Ineficiencia Artificial

Ser capaz de razonar no implica ser razonable.

Ineficiencia Artificial
Una impactante vista satelital capturada por Lemu Nge el 24 de julio de 2025, de las llanuras de Texas. Las ganancias a corto plazo y la eficiencia visual del riego circular enmascaran un costo ecológico insostenible a largo plazo: el 30% de los habitantes de Estados Unidos consumen alimentos regados por el acuífero Ogallala que está siendo bombeado a un ritmo superior a su capacidad de reposición natural. (Crédito: Lemu)

Parece una paradoja moderna: aplicamos inteligencia para lograr resultados cada vez menos inteligentes.

Invertimos recursos colosales para ganar segundos, medimos progreso en velocidad y confundimos movimiento con avance. La Inteligencia Artificial (IA) se ha convertido en símbolo de eficiencia, pero su despliegue actual — en gasto, energía y escala — revela justo lo contrario. La era que prometía optimización se ha vuelto un experimento global de ineficiencia.

Pese a la narrativa dominante, la IA no equivale a progreso automático. Lo que se anuncia como revolución es, en realidad, una apuesta descomunal por la velocidad. Más rápido escribir, más rápido responder, más rápido crecer. Pero cuando algo se expande demasiado rápido en la naturaleza, no suele perdurar. En la economía, tampoco. El dilema no es cuán rápido avanzamos, sino hacia dónde.

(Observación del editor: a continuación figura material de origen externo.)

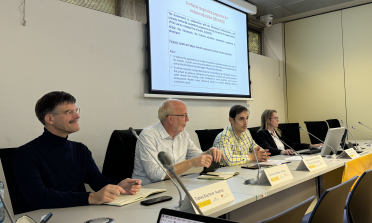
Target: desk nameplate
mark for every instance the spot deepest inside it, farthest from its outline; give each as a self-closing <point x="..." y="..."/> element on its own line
<point x="276" y="175"/>
<point x="349" y="153"/>
<point x="312" y="163"/>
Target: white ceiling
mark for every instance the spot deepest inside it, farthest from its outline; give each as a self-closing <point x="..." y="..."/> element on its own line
<point x="285" y="10"/>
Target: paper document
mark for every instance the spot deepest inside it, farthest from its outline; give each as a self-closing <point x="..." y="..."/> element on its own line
<point x="273" y="162"/>
<point x="127" y="199"/>
<point x="294" y="158"/>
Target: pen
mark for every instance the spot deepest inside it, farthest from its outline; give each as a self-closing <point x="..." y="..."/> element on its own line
<point x="46" y="218"/>
<point x="130" y="185"/>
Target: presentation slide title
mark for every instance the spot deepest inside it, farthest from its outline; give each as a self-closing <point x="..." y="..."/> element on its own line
<point x="216" y="17"/>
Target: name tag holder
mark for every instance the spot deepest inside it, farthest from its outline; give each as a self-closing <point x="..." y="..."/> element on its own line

La IA realiza cálculos que antes eran imposibles. Resuelve ecuaciones diferenciales, optimiza funciones en espacios multidimensionales, simula ecosistemas completos. Procesa imágenes satelitales y patrones genómicos con precisión extrema. Analiza series temporales para predecir el clima o anticipar variaciones en mercados energéticos. Es, sin duda, una herramienta extraordinaria para descifrar complejidades. También amplía nuestro alcance científico: permite revisar millones de artículos para generar nuevas hipótesis que orientan la investigación.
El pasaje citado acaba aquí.